The seniors debate could turn partly on the government’s decision to move the starting year for old-age benefits from 65 to 67. The Conservatives said the measure would ensure the long-term sustainability of the pensions and benefits system. That claim is refuted, though, by a Parliamentary Budget Office report that found the system was already financially sound. The government made the announcement in 2012, three years before the coming election, but opposition parties haven’t let up on the issue.


Conservative:  The Tory record on seniors includes an increase to the Guaranteed Income Supplement and the introduction of pension income-splitting. Harper also passed a law that added elder abuse to the Criminal Code of Canada. The Liberals and NDP have repeatedly promised not to get rid of pension income-splitting, but that hasn’t stopped Employment Minister Pierre Poilievre from repeatedly asserting that the opposition parties would do just that. Tory ads also imply Trudeau might end pension income-splitting.

Campaign pledges:

Establish $2,000 pension income credit for single and widowed seniors

NDP:  The party frames seniors’ issues in the context of aging. The party hopes to bolster affordable housing for low-income seniors, expand home care, give tax breaks to caregivers, and provide old-age benefits at 65 years of age—not 67, which the Tories prefer. The party’s national strategy on aging outlines a spate of legislative proposals advanced by NDP MPs since 2011.

Liberal:   Justin Trudeau dismisses Tory seniors’ policy as a series of “mean-spirited attacks” on older Canadians. Trudeau has pledged to return the starting year for old-age benefits to 65, and he’s committed to preserving pension income-splitting for seniors. The Liberal leader would hold first-ministers’ meetings on enhancing the Canada Pension Plan. Conservatives have slammed his pledge to boost CPP benefits as entailing a large increase in the mandatory contributions working Canadians would see deducted from their paycheques.

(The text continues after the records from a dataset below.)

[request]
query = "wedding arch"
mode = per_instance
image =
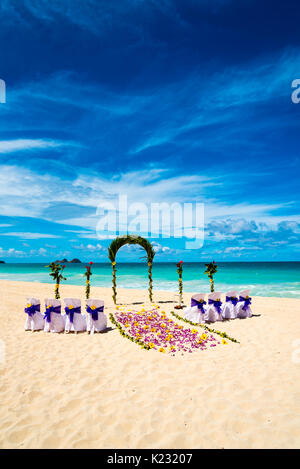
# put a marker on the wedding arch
(120, 241)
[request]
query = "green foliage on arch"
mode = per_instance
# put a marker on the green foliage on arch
(120, 241)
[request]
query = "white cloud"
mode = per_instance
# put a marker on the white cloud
(9, 146)
(29, 235)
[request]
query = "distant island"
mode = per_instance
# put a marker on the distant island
(65, 261)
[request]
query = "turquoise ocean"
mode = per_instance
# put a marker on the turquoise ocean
(263, 278)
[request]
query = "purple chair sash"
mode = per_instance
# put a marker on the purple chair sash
(199, 304)
(217, 304)
(72, 311)
(94, 312)
(247, 302)
(32, 310)
(52, 309)
(233, 299)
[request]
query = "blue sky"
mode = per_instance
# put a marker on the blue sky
(164, 101)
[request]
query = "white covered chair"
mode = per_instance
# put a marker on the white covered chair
(35, 319)
(214, 308)
(96, 319)
(74, 320)
(195, 313)
(243, 309)
(54, 321)
(229, 308)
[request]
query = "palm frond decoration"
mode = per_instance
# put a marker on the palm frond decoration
(56, 271)
(121, 241)
(211, 269)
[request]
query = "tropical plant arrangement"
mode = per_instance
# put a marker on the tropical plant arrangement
(213, 331)
(179, 271)
(88, 274)
(56, 271)
(156, 331)
(114, 247)
(211, 269)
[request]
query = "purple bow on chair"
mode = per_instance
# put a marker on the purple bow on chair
(94, 312)
(51, 309)
(200, 304)
(233, 299)
(217, 304)
(31, 310)
(71, 311)
(247, 302)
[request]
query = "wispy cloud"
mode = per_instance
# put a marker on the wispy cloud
(29, 235)
(9, 146)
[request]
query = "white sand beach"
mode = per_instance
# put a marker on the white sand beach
(103, 391)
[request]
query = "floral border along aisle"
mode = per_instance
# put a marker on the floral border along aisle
(153, 330)
(213, 331)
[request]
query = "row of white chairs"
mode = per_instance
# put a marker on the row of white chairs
(235, 306)
(52, 320)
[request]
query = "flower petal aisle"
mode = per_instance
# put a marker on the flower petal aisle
(156, 331)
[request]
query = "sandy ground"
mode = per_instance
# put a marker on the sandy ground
(102, 391)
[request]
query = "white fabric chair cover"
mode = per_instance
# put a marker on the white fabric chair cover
(96, 325)
(57, 323)
(212, 314)
(194, 313)
(35, 322)
(240, 312)
(79, 321)
(229, 308)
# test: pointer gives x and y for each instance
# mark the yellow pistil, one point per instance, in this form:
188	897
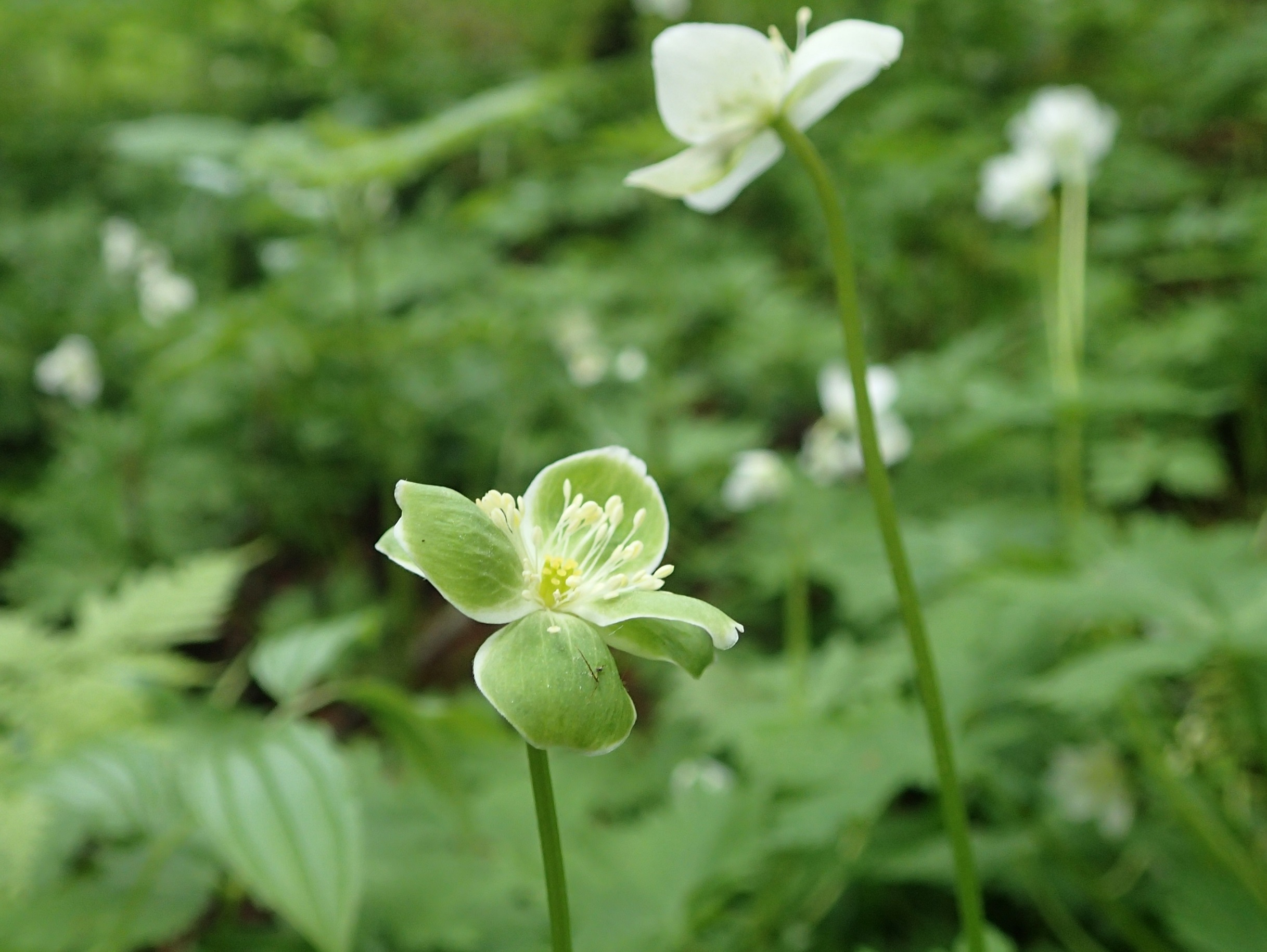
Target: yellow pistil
555	573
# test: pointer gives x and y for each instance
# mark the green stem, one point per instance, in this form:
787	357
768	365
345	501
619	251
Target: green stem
796	617
953	811
1068	341
1193	812
552	850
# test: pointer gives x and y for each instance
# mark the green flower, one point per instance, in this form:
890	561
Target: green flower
570	568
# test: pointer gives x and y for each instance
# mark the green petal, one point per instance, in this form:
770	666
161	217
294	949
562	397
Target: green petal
558	689
663	604
685	645
391	546
456	547
599	474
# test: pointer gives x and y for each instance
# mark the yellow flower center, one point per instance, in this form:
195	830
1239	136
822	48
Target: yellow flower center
555	573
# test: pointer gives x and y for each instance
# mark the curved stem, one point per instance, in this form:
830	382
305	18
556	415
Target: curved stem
953	811
552	850
1068	341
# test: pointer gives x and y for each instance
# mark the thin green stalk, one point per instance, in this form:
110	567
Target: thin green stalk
552	850
953	811
1192	809
1070	341
796	617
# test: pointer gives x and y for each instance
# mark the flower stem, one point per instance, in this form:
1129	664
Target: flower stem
552	850
1068	343
953	811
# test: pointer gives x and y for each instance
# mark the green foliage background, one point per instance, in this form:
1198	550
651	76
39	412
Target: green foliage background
403	217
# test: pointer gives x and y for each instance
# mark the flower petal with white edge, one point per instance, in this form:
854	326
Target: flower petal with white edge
554	679
391	546
659	640
747	162
715	79
462	552
692	170
636	522
721	627
833	62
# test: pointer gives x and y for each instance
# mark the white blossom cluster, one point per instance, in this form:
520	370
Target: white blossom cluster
1059	137
71	370
831	448
588	358
161	291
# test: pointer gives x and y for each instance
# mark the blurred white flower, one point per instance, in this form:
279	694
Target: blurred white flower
1017	188
1090	784
1068	126
279	256
719	88
162	293
831	450
211	175
71	370
705	774
759	477
582	349
630	364
667	9
121	246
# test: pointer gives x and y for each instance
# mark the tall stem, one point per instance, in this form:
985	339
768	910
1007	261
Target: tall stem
552	850
1068	343
953	811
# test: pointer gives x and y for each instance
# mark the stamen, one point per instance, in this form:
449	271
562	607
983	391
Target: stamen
802	23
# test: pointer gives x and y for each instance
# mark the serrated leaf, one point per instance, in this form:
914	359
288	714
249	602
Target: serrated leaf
165	607
289	664
279	808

Green:  They support the return of old-age benefits to 65-year-old Canadians, but the party’s broader plan replaces various social-security benefits with a Guaranteed Liveable Income. The GLI wouldn’t affect the Canada Pension Plan or Employment Insurance programs. The Greens support a CPP expansion, in consultation with provinces, as well as a mechanism that allows voluntary CPP contributions.

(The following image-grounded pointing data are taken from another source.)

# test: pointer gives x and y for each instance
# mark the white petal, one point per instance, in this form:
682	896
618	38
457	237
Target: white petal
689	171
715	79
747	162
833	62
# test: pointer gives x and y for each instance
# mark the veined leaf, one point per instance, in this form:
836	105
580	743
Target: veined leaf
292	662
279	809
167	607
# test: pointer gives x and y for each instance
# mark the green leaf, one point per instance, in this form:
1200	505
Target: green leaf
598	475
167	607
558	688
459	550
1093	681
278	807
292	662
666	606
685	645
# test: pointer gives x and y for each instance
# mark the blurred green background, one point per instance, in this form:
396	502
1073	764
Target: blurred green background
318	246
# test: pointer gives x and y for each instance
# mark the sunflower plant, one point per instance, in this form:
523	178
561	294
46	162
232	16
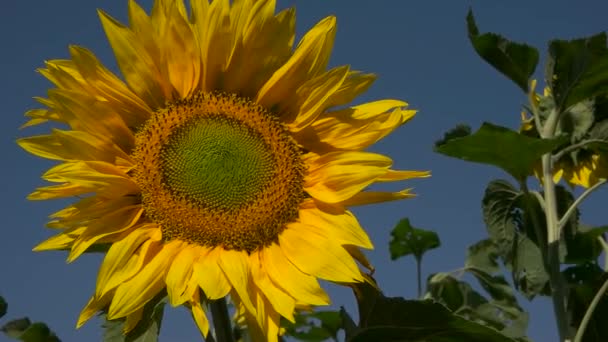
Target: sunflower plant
538	234
217	169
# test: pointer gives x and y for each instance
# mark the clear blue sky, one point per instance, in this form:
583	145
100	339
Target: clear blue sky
421	53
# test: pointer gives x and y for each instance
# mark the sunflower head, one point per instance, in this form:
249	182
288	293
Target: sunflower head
222	163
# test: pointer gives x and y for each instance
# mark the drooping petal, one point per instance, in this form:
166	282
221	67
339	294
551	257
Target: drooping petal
317	255
136	292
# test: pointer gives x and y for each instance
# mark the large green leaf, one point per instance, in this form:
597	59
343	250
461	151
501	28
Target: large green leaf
23	330
397	319
410	240
515	60
314	327
499	146
577	69
146	330
502	209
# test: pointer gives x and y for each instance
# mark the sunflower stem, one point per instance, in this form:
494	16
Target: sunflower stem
419	275
221	320
572	209
558	289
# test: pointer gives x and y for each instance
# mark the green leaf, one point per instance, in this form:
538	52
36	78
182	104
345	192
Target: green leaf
584	281
499	205
316	326
23	330
528	268
459	131
502	209
499	146
410	240
348	324
3	306
577	69
396	319
584	246
515	60
456	295
146	330
483	256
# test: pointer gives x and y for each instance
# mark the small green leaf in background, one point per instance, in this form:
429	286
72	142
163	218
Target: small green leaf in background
577	69
397	319
460	298
3	306
459	131
23	330
516	61
410	240
502	210
147	329
499	146
315	327
584	246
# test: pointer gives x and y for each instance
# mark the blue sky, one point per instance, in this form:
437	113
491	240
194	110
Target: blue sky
419	50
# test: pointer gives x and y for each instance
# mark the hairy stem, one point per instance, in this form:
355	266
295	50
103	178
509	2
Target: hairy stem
578	201
558	288
221	320
418	275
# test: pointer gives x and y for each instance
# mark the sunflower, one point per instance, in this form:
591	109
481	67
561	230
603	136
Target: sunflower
223	164
584	167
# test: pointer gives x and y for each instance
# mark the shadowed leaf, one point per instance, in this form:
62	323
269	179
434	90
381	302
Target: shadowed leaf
515	60
410	240
499	146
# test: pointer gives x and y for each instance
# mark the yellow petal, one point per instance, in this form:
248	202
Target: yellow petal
235	266
354	85
397	175
113	223
301	286
138	67
209	275
370	197
132	320
308	60
180	273
64	240
136	292
281	301
338	176
93	307
132	109
72	145
316	255
342	227
111	272
313	97
199	315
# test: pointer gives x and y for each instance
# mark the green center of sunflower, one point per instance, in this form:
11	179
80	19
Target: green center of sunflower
217	162
217	170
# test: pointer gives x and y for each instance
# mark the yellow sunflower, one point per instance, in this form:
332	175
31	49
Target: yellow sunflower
225	162
589	166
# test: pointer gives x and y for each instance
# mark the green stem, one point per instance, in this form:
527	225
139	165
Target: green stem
578	201
221	320
575	147
418	275
589	312
558	288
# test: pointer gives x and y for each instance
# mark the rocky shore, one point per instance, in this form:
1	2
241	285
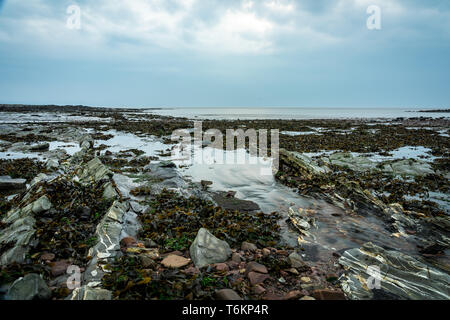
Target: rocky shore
88	215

“The biggest pensions issue in Canada today is that most middle-income private sector workers do not have a workplace pension plan to supplement their OAS/CPP government pensions. (Low-income workers don’t need a workplace plan, as they are covered by the GIS.) This coverage problem leads to two possible consequences: Some of these workers will under-save for retirement. Others will save, but pay fees far too high for the privilege, possibly costing them half their pension over a 40-year accumulation period.”